Uno podría, al principio, pensar que sí. Que, contrariando la máxima reaccionaria de Jorge Manrique, todo tiempo pasado fue peor. Pero este mundo no llega sólo con buenas noticias. Las transformaciones radicales que se produjeron en las últimas décadas, y sobre todo en la última, en lo que Meccia describe como un tránsito de la homosexualidad a la gaycidad, arrasaron con todo eso que, bien o mal, era el mundo en el que sabían vivir, con sus lugares, sus códigos, sus lenguajes, sus solidaridades. 
A partir de una serie de entrevistas, analizadas en profundidad, Meccia nos presenta a esos últimos homosexuales con sus alegrías y tristezas, en lo que la reconocida socióloga Dora Barrancos llama “una sociología de la humillación y sus secuelas”, y nos cuenta cómo ven el presente y cómo recuerdan el pasado.

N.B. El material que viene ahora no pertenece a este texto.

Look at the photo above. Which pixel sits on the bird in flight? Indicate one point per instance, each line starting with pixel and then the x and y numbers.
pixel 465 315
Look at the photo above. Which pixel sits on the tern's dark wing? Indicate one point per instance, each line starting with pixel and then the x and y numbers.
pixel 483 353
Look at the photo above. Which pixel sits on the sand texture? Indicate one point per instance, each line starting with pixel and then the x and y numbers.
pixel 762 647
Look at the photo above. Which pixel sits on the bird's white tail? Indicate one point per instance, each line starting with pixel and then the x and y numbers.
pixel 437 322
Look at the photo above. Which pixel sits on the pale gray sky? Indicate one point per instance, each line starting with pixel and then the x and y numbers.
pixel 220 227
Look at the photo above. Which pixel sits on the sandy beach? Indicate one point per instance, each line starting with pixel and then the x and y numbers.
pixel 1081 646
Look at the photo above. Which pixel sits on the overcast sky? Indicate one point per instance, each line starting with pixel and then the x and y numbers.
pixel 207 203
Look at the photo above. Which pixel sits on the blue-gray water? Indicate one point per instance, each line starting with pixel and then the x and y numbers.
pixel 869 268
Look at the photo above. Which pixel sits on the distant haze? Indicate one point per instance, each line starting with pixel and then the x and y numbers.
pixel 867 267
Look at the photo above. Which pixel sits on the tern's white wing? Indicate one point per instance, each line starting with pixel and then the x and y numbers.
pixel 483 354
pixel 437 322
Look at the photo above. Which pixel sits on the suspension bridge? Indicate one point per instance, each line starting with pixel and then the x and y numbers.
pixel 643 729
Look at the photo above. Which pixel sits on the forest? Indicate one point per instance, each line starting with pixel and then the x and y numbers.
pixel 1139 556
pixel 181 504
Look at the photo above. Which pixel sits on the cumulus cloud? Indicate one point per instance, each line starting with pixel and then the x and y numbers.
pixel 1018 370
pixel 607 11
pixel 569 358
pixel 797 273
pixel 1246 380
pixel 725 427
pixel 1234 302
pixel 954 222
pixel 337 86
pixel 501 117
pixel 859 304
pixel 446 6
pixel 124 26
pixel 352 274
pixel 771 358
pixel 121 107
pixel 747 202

“‘¿Cómo es posible que no veas lo que yo veo?’, imagino que podrían decirse para sus adentros tanto los homosexuales como los gays cuando se escuchan. Unos narrando el mundo de las teteras, de los baldíos, de las detenciones policiales, de un mundo de diez cuadras donde caminar para conseguir un encuentro sexual afortunado, de las expulsiones del trabajo, del comming out tardío o imposible (según el lugar), de los padres que se murieron sin saber (al menos de su boca) que era homosexual, delcomming out obligado en los tiempos del sida, de amigos muertos, de cines pornográficos con olor embriagante a sexo y orina. Los otros hablando de las redes sociales de Internet, de la cantidad de filtros que pudo poner para cerciorarse de que la persona que ha conocido no sea un criminal, de los saunas en los que se puede fornicar acostado, luego ducharse y después ver un DVD en pantalla plana, de boliches bailables mixtos, de fiestas friendly y de que sus padres llamaron a una organización gay para saber cómo tenían que hacer para hablar con él, porque querían apoyarlo, una vez que habían advertido que era gay”, escribe Meccia sobre el imaginario no-diálogo entre dos habitantes de ambos mundos.
Los últimos homosexuales” fue publicado por ediciones Gran Aldea, como el primer libro del mismo autor, “La cuestión gay”. Y se lee con ganas. Sin perder la rigurosidad del estudio sociológico, evita el lenguaje encriptado en academiqués y mantiene la tensión que no permite largarlo hasta la última página. Una obra que no puede faltar en tu biblioteca.